An American Comedian in Britain

January 8, 2016

Having just lived through my 15th Thanksgiving while living in the UK it is a good time to reflect back on some of the differences between my birthplace and my adopted home. I left the US for British soil in 2000, and like many thought that coming here would be a bit of laugh and that I’d back in few years. Now 15 years and 15 Turkey-less Thanksgivings have passed and I’m settled down with a local pub and English children. I should say they are my children, there isn’t a family in Ipswich wondering where their kids are.

 

In general, I think I’ve adjusted to the subtle differences between here and what I still call ‘home’. It’s the little things that can trip you up though. The details that take time to learn, especially because folks here aren’t particularly good at explaining things.

 

I remember some of my first UK banking experiences, where in order to open a bank account you are required to produce a letter with your address on it as a form of ID. However, they look at you blankly when you note that it’s difficult to get a place to live without a bank account. I remember one woman in the queue (yes, that’s the word I use now) next to me practically in tears because the only letter that she had was a letter from that bank. Proof which they said was insufficient. Although she was Canadian, so somehow it was kinda funny.

 

I did figure out a good way to avoid this problem: I changed my legal name to ‘The Occupier ’ that did the trick!

Another time I went to the bank to withdraw some cash and when the clerk asked me which notes I’d like I said,“Hundreds, please”and she looked at me like I had just farted at tea time.

 

Oddly, now when I go back to America I struggle with the overwhelming sense of friendliness. Partly that’s because I’ve lived in London all these years. I struggle to want to talk to anyone. I wonder whether people in the US really want to be that nice, especially in shops. I have definitely changed in that regard.
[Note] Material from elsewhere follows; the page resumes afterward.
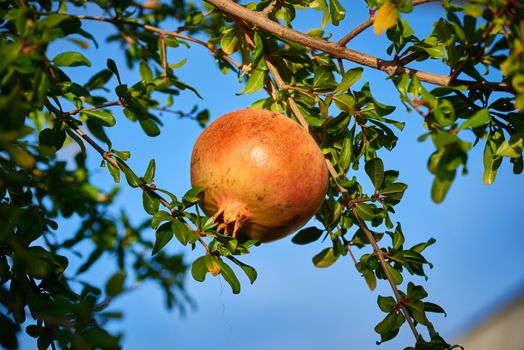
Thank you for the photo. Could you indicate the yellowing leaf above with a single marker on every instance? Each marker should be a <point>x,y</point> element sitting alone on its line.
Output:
<point>212,265</point>
<point>386,17</point>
Back in the US when I go into Starbucks, the barista chats away like we’re old friends: Asks me my plans for the day, where I’m headed, what I’m doing tomorrow, what’s my social security number. It feels like an interrogation, not a transaction.

While I moan about the intensity of the friendliness back home, there are some levels of basic courtesy that don’t exist on this side of the Atlantic. Have you ever noticed that no one introduces themselves here?

 

You’ll be at a work event, join a conversation and a circle of people where you only know one or two people. There might be an extra few people there who clearly don’t know you. Will they say hello? Will they acknowledge your presence? No. I think it’s because they can tell you’re from abroad and they figure by the time they learn your name you’ll have decided to go back home again. So what’s the point of even trying.

 

One hazard of living here so long is the dreaded visit from a relative who doesn’t travel very often. My mother spent most of her first visit to the UK starting every sentence with,“Well, in the United State we....” She cornered some poor shop worker in Sainsbury’s lecturing him for about 30 minutes on why they should sell Easter Egg coloring boxes. I felt bad for him. He has to work at Sainsburys, that’s bad enough, he doesn’t deserve my mother. She also told me that I had clearly changed, and was less-American because we don’t have a clothes dryer.

 

One of my favourite moments was when my twelve year old brother and I talked around the 4th of July and he asked if it was a big deal here. I asked him to think about that for a minute and he just said,“Oh yeah”- although some pubs do try and capture the spirit of the day. Years ago a local pub was advertising a 4th of July night. Some other expats and I headed down on the 4th only to be told that we’d missed the party. They had a 4th of July party, but done it on the 3rd so they didn’t have to move a pub quiz. I was baffled at the time, but now have learned that going to one’s local pub quiz is often many times more important than going to church on Sunday.

 

Politically it can be hazardous as an American here as well. Since I am often the physical manifestation of whatever the US is being credited with, or more likely blamed for, at any given moment. In the 2000’s I was often asked “Why did you invade Iraq?” and to be honest it was a difficult personal decision. Things have been better since Obama became President. But now the tables have turned and I find myself having to“defend”the popularity of Trump. I get asked how could such a buffoon with wild hair be so popular. I’ve learned to carry around a picture of London’s Mayor as a ready defence.

 

Overall though, I have become accustomed to and really enjoy being an American in London. Of course there’s things I miss (like a decent burger - don’t get me started) but overall it’s nothing that can’t be fixed by a night at my local pub. At my regular quiz - which I wouldn’t miss for 3rd or even the 4th of July.